Chapter 1: Machine Learning and Machine Learning Solutions Architecture
The field of artificial intelligence (AI) and machine learning (ML) has had a long history. Over the last 70+ years, ML has evolved from checker game-playing computer programs in the 1950s to advanced AI capable of beating the human world champion in the game of Go. Along the way, the technology infrastructure for ML has also evolved from a single machine/server for small experiments and models to highly complex end-to-end ML platforms capable of training, managing, and deploying tens of thousands of ML models. The hyper-growth in the AI/ML field has resulted in the creation of many new professional roles, such as MLOps engineering, ML product management, and ML software engineering across a range of industries.
Machine learning solutions architecture (ML solutions architecture) is another relatively new discipline that is playing an increasingly critical role in the full end-to-end ML life cycle as ML projects become increasingly complex in terms of business impact, science sophistication, and the technology landscape.

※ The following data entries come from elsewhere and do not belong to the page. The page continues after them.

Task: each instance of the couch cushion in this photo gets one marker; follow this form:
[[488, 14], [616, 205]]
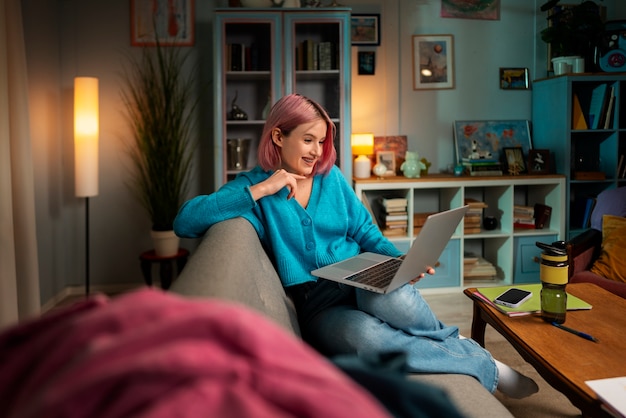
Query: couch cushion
[[611, 262], [467, 393], [609, 202]]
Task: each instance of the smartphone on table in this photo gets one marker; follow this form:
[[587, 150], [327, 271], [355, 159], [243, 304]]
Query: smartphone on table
[[513, 297]]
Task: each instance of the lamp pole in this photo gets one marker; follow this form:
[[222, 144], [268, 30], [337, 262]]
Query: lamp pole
[[86, 133]]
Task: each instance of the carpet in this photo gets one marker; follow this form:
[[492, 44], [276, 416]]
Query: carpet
[[548, 402]]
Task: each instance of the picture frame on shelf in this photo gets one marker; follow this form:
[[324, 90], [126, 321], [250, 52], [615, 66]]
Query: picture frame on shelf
[[174, 22], [365, 29], [514, 161], [388, 159], [539, 161], [433, 62], [514, 79], [367, 62], [486, 139]]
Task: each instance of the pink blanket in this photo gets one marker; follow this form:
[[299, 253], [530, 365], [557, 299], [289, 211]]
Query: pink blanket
[[153, 354]]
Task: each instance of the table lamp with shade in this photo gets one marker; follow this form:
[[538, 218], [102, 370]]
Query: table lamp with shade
[[86, 133], [362, 146]]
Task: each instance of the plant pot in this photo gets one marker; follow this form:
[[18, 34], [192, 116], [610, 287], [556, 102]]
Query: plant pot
[[564, 65], [165, 243]]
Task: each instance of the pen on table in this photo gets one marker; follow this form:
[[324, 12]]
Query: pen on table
[[575, 332]]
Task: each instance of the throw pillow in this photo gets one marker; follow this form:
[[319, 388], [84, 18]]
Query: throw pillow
[[611, 263], [609, 202]]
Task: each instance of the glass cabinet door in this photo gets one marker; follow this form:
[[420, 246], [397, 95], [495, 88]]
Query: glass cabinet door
[[248, 82], [319, 68]]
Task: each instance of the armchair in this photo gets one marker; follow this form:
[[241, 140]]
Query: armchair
[[585, 249]]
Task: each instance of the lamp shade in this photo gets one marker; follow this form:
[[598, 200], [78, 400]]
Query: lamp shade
[[86, 133], [362, 144]]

This chapter talks about the basic concepts of ML and where ML solutions architecture fits in the full data science life cycle. You will learn the three main types of ML, including supervised, unsupervised, and reinforcement learning. We will discuss the different steps it will take to get an ML project from the ideas stage to production and the challenges faced by organizations when implementing an ML initiative. Finally, we will finish the chapter by briefly discussing the core focus areas of ML solutions architecture, including system architecture, workflow automation, and security and compliance.

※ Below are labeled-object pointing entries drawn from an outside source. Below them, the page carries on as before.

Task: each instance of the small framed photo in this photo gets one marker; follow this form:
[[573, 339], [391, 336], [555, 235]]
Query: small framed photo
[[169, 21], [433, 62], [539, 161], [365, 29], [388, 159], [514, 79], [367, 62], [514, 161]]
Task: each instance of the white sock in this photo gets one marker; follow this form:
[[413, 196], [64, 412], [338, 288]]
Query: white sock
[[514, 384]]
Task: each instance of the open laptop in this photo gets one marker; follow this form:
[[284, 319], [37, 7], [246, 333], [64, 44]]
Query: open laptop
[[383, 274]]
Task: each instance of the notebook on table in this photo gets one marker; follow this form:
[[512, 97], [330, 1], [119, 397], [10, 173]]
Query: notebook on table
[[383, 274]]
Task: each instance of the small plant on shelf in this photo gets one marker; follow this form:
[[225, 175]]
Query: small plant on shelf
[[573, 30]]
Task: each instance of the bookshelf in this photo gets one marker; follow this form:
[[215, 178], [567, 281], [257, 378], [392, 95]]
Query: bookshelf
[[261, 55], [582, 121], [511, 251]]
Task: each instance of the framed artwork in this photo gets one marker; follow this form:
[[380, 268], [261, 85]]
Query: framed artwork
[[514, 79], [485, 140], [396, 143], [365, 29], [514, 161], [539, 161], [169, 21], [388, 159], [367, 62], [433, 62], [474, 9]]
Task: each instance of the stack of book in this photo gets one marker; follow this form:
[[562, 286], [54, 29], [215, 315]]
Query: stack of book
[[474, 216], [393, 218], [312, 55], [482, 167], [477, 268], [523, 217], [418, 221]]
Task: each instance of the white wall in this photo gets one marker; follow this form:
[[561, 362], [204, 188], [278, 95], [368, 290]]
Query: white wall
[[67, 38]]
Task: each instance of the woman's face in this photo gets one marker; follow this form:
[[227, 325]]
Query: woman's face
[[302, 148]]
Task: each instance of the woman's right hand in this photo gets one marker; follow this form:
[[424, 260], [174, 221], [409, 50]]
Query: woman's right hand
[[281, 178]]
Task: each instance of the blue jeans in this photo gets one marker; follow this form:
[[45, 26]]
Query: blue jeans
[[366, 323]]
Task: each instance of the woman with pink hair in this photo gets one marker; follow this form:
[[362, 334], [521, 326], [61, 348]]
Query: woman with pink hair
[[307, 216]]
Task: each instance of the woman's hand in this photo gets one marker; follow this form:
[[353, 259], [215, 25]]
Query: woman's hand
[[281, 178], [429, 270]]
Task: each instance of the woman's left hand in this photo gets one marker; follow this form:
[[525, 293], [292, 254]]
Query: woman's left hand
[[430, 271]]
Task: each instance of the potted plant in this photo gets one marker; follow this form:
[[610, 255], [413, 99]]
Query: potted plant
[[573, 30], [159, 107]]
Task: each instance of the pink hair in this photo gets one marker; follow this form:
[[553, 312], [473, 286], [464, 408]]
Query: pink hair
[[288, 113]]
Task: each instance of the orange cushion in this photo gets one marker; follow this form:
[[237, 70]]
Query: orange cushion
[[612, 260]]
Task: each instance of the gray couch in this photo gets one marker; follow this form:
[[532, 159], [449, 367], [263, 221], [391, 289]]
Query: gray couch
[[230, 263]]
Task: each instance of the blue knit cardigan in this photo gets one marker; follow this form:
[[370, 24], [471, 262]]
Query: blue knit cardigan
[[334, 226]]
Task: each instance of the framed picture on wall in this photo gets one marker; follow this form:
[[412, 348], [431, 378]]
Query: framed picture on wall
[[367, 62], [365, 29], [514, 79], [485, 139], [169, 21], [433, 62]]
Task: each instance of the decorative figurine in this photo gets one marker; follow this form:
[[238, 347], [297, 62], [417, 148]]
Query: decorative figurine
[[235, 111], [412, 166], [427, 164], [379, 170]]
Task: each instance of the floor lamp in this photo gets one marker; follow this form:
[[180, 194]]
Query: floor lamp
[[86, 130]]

Upon completing this chapter, you should be able to identify the three main ML types and what type of problems they are designed to solve. You will understand the role of an ML solutions architect and what business and technology areas you need to focus on to support end-to-end ML initiatives.
In this chapter, we are going to cover the following main topics:
- What is ML, and how does it work?
- The ML life cycle and its key challenges
- What is ML solutions architecture, and where does it fit in the overall life cycle?
What are AI and ML?
AI can be defined as a machine demonstrating intelligence similar to that of human natural intelligence, such as distinguishing different types of flowers through vision, understanding languages, or driving cars. Having AI capability does not necessarily mean a system has to be powered only by ML. An AI system can also be powered by other techniques, such as rule-based engines. ML is a form of AI that learns how to perform a task using different learning techniques, such as learning from examples using historical data or learning by trial and error. An example of ML would be making credit decisions using an ML algorithm with access to historical credit decision data.

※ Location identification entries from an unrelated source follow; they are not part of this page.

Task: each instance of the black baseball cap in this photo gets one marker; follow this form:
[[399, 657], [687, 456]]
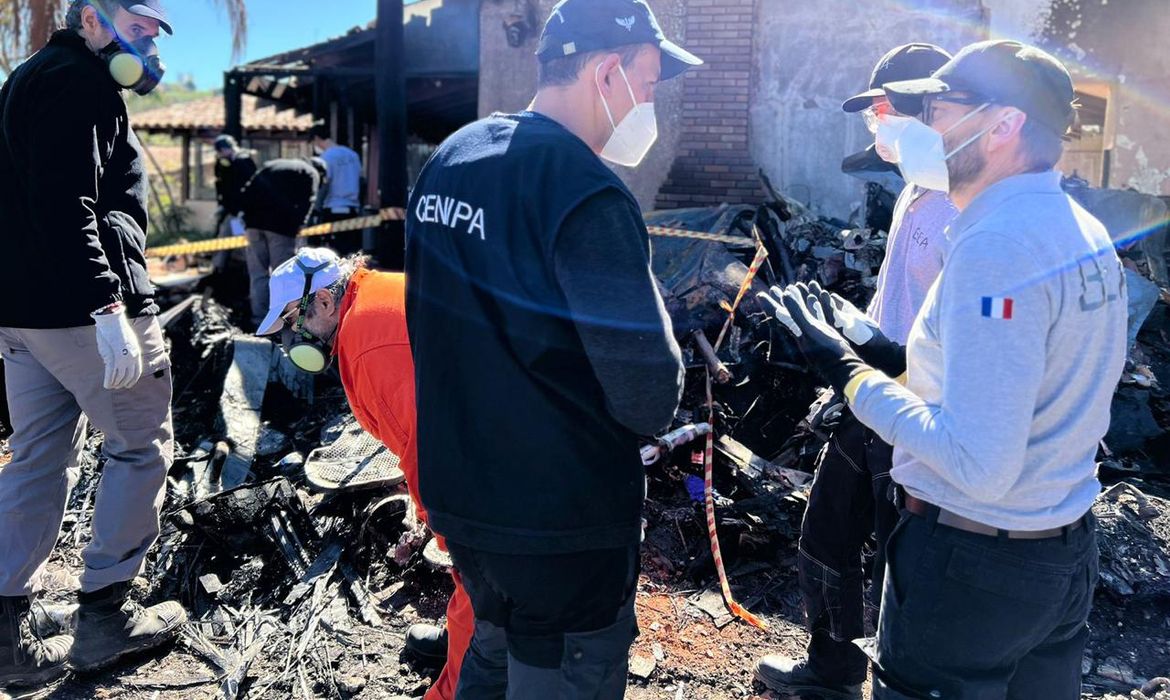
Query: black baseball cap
[[906, 62], [1005, 73], [149, 8], [587, 26]]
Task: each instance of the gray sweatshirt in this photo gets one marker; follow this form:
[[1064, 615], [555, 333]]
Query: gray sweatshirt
[[1012, 363]]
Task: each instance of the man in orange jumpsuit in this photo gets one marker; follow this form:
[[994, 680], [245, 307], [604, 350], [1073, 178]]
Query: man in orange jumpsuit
[[336, 308]]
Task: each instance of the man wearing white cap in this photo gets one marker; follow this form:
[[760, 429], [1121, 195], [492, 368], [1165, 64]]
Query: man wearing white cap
[[337, 308]]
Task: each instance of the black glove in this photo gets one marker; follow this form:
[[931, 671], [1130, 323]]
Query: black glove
[[826, 351], [864, 336]]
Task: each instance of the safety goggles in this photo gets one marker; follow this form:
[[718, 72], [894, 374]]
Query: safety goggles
[[964, 98]]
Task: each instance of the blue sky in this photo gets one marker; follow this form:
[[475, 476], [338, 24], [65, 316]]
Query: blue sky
[[201, 45]]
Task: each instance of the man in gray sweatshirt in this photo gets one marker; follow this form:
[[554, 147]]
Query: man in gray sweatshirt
[[1010, 369]]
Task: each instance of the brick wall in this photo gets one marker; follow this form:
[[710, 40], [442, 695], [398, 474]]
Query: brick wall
[[714, 164]]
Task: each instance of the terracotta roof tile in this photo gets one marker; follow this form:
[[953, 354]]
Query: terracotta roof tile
[[207, 115]]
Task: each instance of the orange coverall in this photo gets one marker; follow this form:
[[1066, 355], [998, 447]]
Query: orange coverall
[[373, 354]]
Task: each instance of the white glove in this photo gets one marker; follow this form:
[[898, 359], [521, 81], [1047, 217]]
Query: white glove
[[119, 349], [853, 324], [778, 311]]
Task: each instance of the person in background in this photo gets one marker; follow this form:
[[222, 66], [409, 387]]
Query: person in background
[[234, 166], [276, 205], [341, 197]]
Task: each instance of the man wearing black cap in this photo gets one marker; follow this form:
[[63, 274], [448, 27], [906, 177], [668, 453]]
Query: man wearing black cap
[[851, 498], [1011, 370], [85, 347], [234, 166], [542, 352]]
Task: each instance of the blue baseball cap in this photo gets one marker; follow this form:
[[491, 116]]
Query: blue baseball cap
[[149, 8], [586, 26]]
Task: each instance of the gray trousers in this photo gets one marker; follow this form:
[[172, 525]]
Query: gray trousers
[[266, 252], [54, 384]]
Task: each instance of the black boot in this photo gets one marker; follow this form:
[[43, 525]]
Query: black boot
[[27, 659], [427, 640], [793, 676], [111, 626]]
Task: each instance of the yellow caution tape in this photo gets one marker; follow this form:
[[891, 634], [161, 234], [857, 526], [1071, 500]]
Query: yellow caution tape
[[397, 214], [735, 240], [239, 241]]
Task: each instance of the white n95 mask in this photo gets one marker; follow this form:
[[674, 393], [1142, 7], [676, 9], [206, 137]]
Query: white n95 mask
[[634, 136], [920, 151]]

Deep learning (DL) is a subset of ML that uses a large number of artificial neurons (known as an artificial neural network) to learn, which is similar to how a human brain learns. An example of a deep learning-based solution is the Amazon Echo virtual assistant. To better understand how ML works, let's first talk about the different approaches taken by machines to learn. They are as follows:
- Supervised ML
- Unsupervised machine learning
- Reinforcement learning
Let's have a look at each one of them in detail.
Supervised ML
Supervised ML is a type of ML where, when training an ML model, an ML algorithm is provided with the input data features (for example, the size and zip code of houses) and the answers, also known as labels (for example, the prices of the houses). A dataset with labels is called a labeled dataset. You can think of supervised ML as learning by example. To understand what this means, let's use an example of how we humans learn to distinguish different objects. Say you are first provided with a number of pictures of different flowers and their names. You are then told to study the characteristics of the flowers, such as the shape, size, and color for each provided flower name. After you have gone through a number of different pictures for each flower, you are then given flower pictures without the names and asked to distinguish them. Based on what you have learned previously, you should be able to tell the names of flowers if they have the characteristics of the known flowers.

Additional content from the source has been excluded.